Copper Prices Decline Amid Rising Inventories and Weak Demand from China
Copper prices fell on Tuesday, halting three consecutive sessions of gains due to increasing inventories and tepid demand from China, the largest consumer of metals. The decline was moderated by news of an impending strike at BHP's Escondida copper mine in Chile, after union negotiations failed.
As of 1000 GMT, three-month copper on the London Metal Exchange (LME) dropped 0.5% to $8,979 per metric ton, following a 2.9% increase over the previous three sessions. Copper prices have decreased by 19% since reaching an all-time high of over $11,100 per ton in May.

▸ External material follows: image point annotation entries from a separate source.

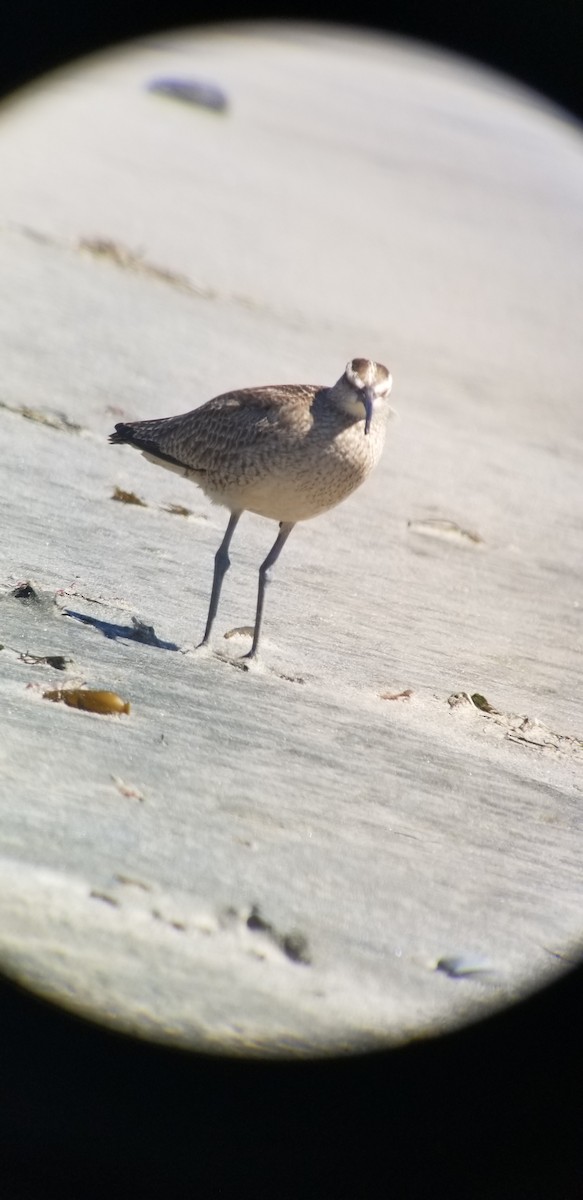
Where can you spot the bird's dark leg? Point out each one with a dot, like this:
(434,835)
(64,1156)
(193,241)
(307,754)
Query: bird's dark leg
(222,563)
(264,579)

LME copper inventories have surged, reaching their highest levels in nearly five years, more than doubling over the last two months. This sharp rise in stockpiles suggests a possible surplus, causing concern among traders. Recent inventory inflows to Asian LME warehouses indicate that China is exporting excess material, further contributing to the pressure on prices.
Economic data from China has added to the worries, with reports showing a month-on-month decline in bank loans for July, falling short of analyst expectations and underscoring weak demand in the country. However, some physical consumers in China, including the state grid, are taking advantage of the recent price dip to make purchases.
Market dynamics also played a role in the price movement, as some speculators sold to secure short-term gains from the recent price rebound. "We're trying to figure out where the floor is for copper. I sense we could see a bit more downside. These wash-outs tend to run a long way and copper at $9,000 is not particularly cheap," said Dan Smith, head of research at Amalgamated Metal Trading.
Other metals experienced mixed results: LME zinc fell 1.5% to $2,701.50 per ton, and lead dropped 1.3% to $2,021 due to increased LME stock arrivals. In contrast, LME aluminum rose 0.2% to $2,309 per ton, nickel slipped 0.3% to $16,305, and tin decreased by 0.9% to $31,300.